An estimated 1 in 9 elderly Americans experiences abuse or neglect per year, often at the hands of family members, friends, neighbors or caregivers, according to the National Council on Aging.
The actual figure is likely much higher because many incidents go unreported. Seniors often don’t want to turn in someone they trusted for fear of what might happen if they do, such as being forced to live in a nursing home because they don’t have a caregiver.
“It’s extremely sad sometimes because even if you see the abuse, you can’t help them if they aren’t willing to help themselves,” said Michelle Jones, a spokeswoman for LifeCare Alliance, which delivers Meals on Wheels in central Ohio.
The agencies that investigate abuse and neglect in Ohio’s 88 counties received 14,646 reports of abuse, neglect and exploitation of people 60 or older in the 2013 fiscal year that ended on June 30, according to state officials.

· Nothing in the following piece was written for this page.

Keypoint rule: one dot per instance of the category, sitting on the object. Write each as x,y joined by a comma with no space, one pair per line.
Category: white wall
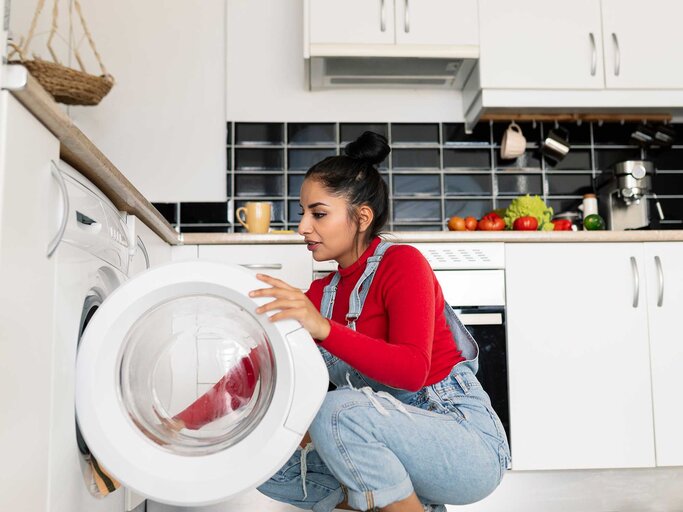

Self-neglect cases make up nearly half the reports (6,818), followed by neglect by others (3,362), exploitation (2,357), emotional abuse (1,108), physical abuse (963) and sexual abuse (38).
The problem likely will get worse as the number of Americans 65 or older explodes in the coming years. That’s why it is imperative, experts say, that relatives and friends learn the warning signs, such as unusual bank activity or a new “best friend” or a family member who isolates a senior from others.
“It’s a huge problem and much, much more prevalent than anyone has any idea,” Ohio Attorney General Mike DeWine said.
President Barack Obama has included $25 million in new funding in his federal budget proposal to detect, prosecute and raise awareness about elder abuse and neglect.
The Ohio House recently passed a bill designed to protect older Ohioans from losing their life savings or homes. The bill, proposed by two Republicans, is being debated in the Senate.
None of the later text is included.